Par Belvia Espérance
Bangui, 30 juin 2026 – (Éclipse d’Afrique) : Face aux défis croissants liés au changement climatique, à l’insécurité alimentaire et à la dégradation des ressources naturelles, la Concertation nationale des organisations paysannes de Centrafrique (CNOPCAF) a réuni, ce mardi 30 juin à Bangui, les représentants du gouvernement, de la société civile et les partenaires du secteur agricole. Objectif : poser les bases d’une feuille de route consensuelle en faveur de la transition agroécologique et de la souveraineté alimentaire en République centrafricaine.
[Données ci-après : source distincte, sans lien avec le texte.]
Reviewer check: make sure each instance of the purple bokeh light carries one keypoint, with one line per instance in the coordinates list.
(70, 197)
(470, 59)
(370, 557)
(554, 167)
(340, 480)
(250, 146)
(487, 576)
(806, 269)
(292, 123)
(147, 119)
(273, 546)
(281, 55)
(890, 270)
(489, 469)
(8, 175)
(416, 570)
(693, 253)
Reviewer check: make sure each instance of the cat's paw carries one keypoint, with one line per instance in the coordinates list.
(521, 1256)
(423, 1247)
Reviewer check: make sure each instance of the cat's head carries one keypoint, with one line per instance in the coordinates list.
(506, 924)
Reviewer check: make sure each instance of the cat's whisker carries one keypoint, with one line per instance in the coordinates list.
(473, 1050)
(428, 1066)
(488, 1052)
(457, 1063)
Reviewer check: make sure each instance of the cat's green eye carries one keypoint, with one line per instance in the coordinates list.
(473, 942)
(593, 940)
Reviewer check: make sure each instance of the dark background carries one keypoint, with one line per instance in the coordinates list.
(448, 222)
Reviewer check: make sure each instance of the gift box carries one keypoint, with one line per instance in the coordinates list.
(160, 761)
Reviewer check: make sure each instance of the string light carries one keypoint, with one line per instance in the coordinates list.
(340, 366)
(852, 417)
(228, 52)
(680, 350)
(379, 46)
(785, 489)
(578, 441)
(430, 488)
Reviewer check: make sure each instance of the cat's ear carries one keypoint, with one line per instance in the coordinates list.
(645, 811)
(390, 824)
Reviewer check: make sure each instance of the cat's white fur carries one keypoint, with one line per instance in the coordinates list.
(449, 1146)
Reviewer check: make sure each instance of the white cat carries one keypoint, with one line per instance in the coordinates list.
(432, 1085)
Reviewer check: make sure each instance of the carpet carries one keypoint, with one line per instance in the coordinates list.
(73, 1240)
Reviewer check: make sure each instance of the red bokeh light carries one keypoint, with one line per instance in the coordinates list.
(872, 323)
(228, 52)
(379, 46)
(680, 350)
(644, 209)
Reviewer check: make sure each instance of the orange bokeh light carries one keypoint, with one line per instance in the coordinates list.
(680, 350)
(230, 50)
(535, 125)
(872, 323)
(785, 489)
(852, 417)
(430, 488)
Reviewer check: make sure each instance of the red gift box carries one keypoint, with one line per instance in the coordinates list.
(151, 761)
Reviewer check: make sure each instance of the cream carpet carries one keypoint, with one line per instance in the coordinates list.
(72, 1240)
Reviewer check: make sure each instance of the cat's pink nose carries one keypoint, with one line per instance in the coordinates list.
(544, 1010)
Confrontée à d’importants défis en matière de sécurité alimentaire et nutritionnelle, aggravés par les effets du changement climatique, la volatilité des marchés et les fragilités socio-politiques, la République centrafricaine est appelée à transformer en profondeur ses systèmes alimentaires. C’est dans cette optique qu’un atelier d’échanges s’est tenu à Bangui, réunissant les représentants du gouvernement, de la société civile et les acteurs du secteur agricole autour des enjeux de résilience, de durabilité et d’inclusivité.
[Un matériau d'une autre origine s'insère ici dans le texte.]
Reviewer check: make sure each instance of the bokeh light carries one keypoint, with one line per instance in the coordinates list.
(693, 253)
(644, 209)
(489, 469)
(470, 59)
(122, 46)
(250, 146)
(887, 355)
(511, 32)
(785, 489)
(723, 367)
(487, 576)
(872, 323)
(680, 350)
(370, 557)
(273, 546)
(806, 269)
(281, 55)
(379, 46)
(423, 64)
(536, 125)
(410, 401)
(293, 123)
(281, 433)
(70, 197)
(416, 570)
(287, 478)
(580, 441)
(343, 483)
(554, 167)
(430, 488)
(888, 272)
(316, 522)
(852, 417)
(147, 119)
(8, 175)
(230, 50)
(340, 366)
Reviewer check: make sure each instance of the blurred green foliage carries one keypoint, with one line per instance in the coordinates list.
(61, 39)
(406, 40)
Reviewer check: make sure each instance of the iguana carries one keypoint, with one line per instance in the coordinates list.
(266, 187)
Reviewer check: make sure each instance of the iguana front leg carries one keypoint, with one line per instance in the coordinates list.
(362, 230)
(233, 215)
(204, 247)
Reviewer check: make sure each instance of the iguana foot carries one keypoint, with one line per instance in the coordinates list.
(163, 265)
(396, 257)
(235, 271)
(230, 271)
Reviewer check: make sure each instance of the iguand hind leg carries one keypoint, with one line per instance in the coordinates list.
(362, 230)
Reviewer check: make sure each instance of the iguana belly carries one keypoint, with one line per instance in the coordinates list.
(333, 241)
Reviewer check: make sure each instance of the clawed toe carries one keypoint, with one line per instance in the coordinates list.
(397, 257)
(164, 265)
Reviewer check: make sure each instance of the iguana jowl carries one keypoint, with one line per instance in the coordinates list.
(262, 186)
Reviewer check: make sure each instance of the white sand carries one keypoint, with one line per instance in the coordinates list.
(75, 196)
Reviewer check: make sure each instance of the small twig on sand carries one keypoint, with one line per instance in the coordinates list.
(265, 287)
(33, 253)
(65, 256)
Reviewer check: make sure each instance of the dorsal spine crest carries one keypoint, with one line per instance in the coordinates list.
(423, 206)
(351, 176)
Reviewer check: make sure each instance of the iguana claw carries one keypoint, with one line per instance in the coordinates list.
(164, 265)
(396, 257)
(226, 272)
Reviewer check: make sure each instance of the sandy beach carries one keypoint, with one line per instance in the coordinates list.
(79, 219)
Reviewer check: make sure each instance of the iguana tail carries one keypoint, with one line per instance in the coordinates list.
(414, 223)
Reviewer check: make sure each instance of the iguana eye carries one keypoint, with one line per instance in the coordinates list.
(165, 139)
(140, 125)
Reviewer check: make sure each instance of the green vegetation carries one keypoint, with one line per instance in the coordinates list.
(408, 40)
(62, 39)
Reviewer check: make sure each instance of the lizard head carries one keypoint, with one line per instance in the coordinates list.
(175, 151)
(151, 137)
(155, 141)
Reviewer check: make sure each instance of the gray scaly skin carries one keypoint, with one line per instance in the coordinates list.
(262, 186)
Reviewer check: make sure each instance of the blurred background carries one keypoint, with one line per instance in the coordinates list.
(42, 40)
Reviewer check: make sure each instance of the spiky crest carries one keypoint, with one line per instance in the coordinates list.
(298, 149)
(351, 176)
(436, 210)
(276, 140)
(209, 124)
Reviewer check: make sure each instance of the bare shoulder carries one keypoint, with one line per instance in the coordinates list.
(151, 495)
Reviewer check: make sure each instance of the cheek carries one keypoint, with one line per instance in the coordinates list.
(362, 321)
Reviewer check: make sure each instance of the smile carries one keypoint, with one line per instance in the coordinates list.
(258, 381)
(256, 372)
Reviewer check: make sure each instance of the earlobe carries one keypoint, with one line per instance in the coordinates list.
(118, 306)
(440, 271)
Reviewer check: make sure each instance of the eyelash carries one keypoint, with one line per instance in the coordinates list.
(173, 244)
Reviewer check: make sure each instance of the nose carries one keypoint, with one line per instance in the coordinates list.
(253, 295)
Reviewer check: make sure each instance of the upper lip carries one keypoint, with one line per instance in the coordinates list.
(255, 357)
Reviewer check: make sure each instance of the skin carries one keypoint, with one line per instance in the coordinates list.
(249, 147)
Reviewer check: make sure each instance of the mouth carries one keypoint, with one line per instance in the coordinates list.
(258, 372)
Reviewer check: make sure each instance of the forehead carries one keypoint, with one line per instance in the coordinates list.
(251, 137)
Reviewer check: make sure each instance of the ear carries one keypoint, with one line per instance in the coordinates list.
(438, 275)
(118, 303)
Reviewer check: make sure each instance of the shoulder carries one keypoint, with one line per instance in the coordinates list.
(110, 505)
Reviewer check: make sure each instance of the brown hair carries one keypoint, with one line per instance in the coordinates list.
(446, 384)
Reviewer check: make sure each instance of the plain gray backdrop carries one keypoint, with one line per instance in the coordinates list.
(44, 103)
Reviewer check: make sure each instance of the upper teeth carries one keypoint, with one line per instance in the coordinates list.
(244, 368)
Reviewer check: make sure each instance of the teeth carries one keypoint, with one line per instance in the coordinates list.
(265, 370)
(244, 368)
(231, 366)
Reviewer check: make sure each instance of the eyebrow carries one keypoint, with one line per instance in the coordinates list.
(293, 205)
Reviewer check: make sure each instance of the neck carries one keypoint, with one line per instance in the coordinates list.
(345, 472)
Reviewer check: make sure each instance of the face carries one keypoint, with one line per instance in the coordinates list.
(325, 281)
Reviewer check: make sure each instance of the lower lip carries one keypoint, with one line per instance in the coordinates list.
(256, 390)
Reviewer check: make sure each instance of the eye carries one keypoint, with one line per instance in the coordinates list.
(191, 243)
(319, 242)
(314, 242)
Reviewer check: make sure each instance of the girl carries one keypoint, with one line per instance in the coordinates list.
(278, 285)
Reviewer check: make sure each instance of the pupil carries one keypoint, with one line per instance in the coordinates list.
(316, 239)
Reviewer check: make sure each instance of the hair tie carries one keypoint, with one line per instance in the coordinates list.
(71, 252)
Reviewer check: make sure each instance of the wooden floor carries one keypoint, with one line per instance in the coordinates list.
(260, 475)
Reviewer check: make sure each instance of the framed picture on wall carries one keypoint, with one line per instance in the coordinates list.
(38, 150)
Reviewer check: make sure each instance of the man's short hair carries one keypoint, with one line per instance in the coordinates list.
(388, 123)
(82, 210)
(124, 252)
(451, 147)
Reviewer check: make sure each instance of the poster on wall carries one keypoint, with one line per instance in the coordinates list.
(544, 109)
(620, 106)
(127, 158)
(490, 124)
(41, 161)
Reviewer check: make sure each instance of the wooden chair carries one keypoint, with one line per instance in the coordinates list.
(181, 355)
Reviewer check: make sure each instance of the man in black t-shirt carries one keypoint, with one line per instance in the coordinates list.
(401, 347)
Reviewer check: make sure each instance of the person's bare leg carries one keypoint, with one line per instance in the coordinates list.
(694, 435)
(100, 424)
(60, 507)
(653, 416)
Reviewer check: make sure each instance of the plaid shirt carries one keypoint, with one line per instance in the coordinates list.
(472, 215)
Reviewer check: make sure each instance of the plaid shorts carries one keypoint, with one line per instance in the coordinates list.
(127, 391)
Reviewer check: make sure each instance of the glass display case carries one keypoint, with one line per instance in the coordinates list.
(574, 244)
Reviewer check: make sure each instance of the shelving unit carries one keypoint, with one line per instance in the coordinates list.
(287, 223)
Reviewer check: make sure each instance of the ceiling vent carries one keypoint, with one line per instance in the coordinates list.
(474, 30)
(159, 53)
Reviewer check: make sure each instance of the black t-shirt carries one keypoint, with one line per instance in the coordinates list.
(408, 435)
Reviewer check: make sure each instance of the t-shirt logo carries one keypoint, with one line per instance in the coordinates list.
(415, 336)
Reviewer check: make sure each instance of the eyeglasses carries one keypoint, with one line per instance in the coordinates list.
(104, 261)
« Cet atelier constitue un dialogue national afin que le gouvernement, la Présidence, l’Assemblée nationale et la société civile prennent pleinement en compte l’intégration de l’agroécologie dans notre système alimentaire », a déclaré Damala Hamadou, chef de programme de la Concertation nationale des organisations paysannes de Centrafrique (CNOPCAF).
Selon les organisateurs, l’agroécologie est aujourd’hui reconnue comme une réponse efficace aux défis du changement climatique. Elle offre des solutions concrètes pour renforcer la souveraineté alimentaire en augmentant la production locale, en réduisant la dépendance aux intrants extérieurs, en favorisant une gestion durable des ressources naturelles, en consolidant la stabilité des zones rurales et en créant des emplois décents pour les jeunes et les femmes à travers des chaînes de valeur durables.
Revenant sur ces enjeux, Damala Hamadou a expliqué : « Nous faisons partie des pays du bassin du Congo particulièrement exposés aux menaces environnementales. C’est pourquoi nous travaillons avec l’Alliance pour la souveraineté alimentaire en Afrique, qui nous accompagne dans la mise en place d’une plateforme de plaidoyer auprès du gouvernement afin de définir ensemble des actions pour préserver le bassin du Congo. En Centrafrique, notre système alimentaire est fortement menacé. Avec le changement climatique, nous ne maîtrisons plus le calendrier agricole. Les températures sont de plus en plus élevées, les pluies deviennent imprévisibles et les cultures, notamment le maïs, jaunissent dans plusieurs localités. L’agroécologie constitue une alternative pertinente, car elle privilégie des pratiques respectueuses de l’environnement et limite l’utilisation de produits chimiques qui contribuent à la pollution. ».
À travers ces échanges, les participants ambitionnent de contribuer à la transformation durable des systèmes alimentaires en République centrafricaine en élaborant une feuille de route commune et consensuelle pour accompagner la transition agroécologique du pays.